That's part of it. Look closer
Took me a moment to see it but there is a Moth on your frame where the brood pattern ends and honey begins, and on the outside frame left side bottom there is what seems to be a wasp sitting on the frame.
Capped brood in center, new comb on lower right, drone comb on lower left, capped honey on both top corners, empty comb on lower middle.
Pretty close..I'll tell you what I see.
The comb on the left side of the frame is dark yellow, drawn earlier than the right side which is quite light in color. WIth these partially foundationless frames, they sometimes tend to draw out the front of the frame, near the top entrance first, then center foundation, then the back of the frame farthest from the entrance. You can see the difference in feed availability & quality between the two sides.
One of the reasons I take pictures in the hives. I didn't notice this when I inspected the frame. I Just saw the difference when I looked at the photo on my computer.

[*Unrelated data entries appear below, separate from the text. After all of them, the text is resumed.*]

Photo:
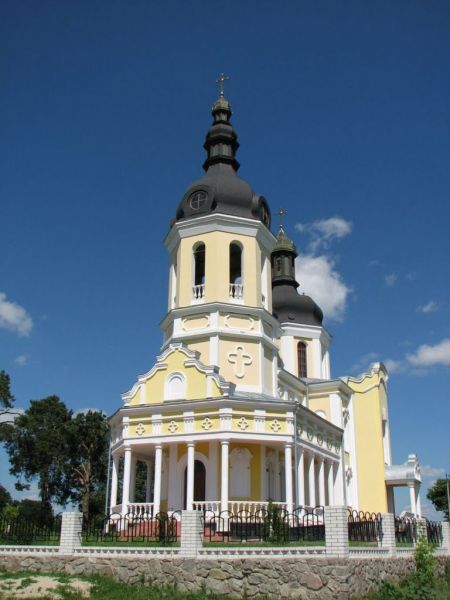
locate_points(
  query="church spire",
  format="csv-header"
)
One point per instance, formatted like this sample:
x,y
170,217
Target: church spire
x,y
221,140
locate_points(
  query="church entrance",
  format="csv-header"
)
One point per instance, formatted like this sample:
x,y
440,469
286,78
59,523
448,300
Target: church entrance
x,y
199,482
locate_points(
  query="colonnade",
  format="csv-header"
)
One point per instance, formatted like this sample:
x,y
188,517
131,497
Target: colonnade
x,y
309,478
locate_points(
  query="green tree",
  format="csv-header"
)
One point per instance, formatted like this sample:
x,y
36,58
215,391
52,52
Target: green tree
x,y
87,461
37,447
6,398
438,496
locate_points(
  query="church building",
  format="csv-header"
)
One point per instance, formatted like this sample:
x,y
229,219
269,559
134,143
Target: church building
x,y
241,406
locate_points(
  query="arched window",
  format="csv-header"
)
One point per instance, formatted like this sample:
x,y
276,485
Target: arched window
x,y
301,359
198,288
236,287
175,387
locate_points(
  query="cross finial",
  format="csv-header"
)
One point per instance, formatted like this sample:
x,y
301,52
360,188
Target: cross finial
x,y
220,81
281,213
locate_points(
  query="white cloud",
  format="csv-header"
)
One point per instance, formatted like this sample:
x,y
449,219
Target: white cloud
x,y
14,317
390,279
21,360
430,306
363,362
393,366
428,471
323,231
319,279
429,356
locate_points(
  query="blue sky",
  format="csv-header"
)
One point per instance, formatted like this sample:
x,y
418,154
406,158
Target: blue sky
x,y
343,115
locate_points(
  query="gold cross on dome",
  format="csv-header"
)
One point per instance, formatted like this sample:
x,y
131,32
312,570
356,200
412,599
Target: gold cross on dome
x,y
282,213
220,81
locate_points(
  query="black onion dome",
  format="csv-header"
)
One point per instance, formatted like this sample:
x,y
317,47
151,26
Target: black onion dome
x,y
287,304
221,190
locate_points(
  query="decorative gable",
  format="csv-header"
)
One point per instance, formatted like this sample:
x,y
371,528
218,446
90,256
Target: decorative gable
x,y
177,375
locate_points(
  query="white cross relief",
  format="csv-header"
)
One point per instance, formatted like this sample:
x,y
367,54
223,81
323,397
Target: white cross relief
x,y
275,426
241,359
172,427
206,423
140,429
242,423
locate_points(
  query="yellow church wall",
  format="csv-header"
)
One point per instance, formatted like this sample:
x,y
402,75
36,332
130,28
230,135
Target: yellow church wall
x,y
201,346
369,444
217,267
267,369
228,370
196,381
322,404
255,470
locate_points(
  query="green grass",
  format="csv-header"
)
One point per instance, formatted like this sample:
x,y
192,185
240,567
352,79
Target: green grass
x,y
105,588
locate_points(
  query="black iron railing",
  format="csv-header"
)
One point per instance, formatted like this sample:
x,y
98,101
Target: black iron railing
x,y
434,532
272,525
405,530
364,526
45,530
116,529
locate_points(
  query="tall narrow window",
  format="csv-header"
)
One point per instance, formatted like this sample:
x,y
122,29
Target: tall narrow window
x,y
301,359
198,288
236,287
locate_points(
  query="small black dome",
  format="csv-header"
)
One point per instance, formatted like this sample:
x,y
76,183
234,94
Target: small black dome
x,y
287,304
290,306
221,190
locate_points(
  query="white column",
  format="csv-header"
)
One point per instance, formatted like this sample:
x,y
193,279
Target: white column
x,y
190,476
311,481
224,483
321,477
300,477
418,503
330,484
263,492
133,480
288,476
126,480
148,482
412,496
157,480
114,481
212,476
276,475
172,491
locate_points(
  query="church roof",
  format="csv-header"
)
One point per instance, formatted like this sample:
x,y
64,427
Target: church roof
x,y
221,190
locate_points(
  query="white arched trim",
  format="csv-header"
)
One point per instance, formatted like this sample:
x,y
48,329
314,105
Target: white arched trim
x,y
181,466
175,386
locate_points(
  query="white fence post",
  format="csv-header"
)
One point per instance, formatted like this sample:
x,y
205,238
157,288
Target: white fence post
x,y
71,525
336,530
388,532
191,532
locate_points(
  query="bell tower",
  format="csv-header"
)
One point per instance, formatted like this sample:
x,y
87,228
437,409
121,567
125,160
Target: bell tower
x,y
220,290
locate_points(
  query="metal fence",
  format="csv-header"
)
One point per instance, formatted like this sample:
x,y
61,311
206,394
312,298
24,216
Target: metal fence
x,y
364,526
46,529
405,530
434,532
161,528
272,525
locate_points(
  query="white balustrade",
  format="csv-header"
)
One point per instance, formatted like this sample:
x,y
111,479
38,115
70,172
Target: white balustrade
x,y
234,506
198,292
236,291
143,510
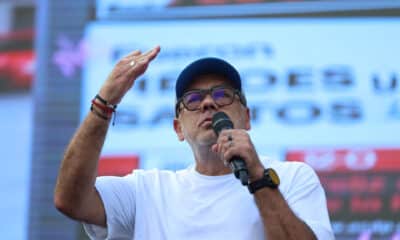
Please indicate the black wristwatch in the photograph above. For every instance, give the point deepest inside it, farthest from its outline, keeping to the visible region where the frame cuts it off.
(270, 179)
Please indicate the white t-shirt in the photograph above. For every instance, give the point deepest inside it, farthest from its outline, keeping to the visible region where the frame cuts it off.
(167, 205)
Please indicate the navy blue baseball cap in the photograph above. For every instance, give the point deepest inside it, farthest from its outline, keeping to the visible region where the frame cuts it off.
(203, 66)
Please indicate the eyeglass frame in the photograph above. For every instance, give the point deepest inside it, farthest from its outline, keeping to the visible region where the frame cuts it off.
(240, 94)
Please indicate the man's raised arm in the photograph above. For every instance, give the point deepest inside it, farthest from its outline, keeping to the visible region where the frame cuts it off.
(75, 194)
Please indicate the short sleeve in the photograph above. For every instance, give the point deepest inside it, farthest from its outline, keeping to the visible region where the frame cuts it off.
(118, 196)
(306, 198)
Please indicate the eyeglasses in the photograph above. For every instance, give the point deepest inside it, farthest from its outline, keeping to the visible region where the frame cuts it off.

Notice there is a cell size difference too. A difference in feed AND attitude.

Left side was drawn with an overwintered queen heading the colony. I took her and five frames out for a sale nuc and gave the remaining frames a virgin.

Right side was drawn with a virgin/newly mated queen. Face of the frame and capped brood are from the new queen.
Cells look empty, but are full of eggs and larva. Spotty look is due to nectar backfilled in a few cells.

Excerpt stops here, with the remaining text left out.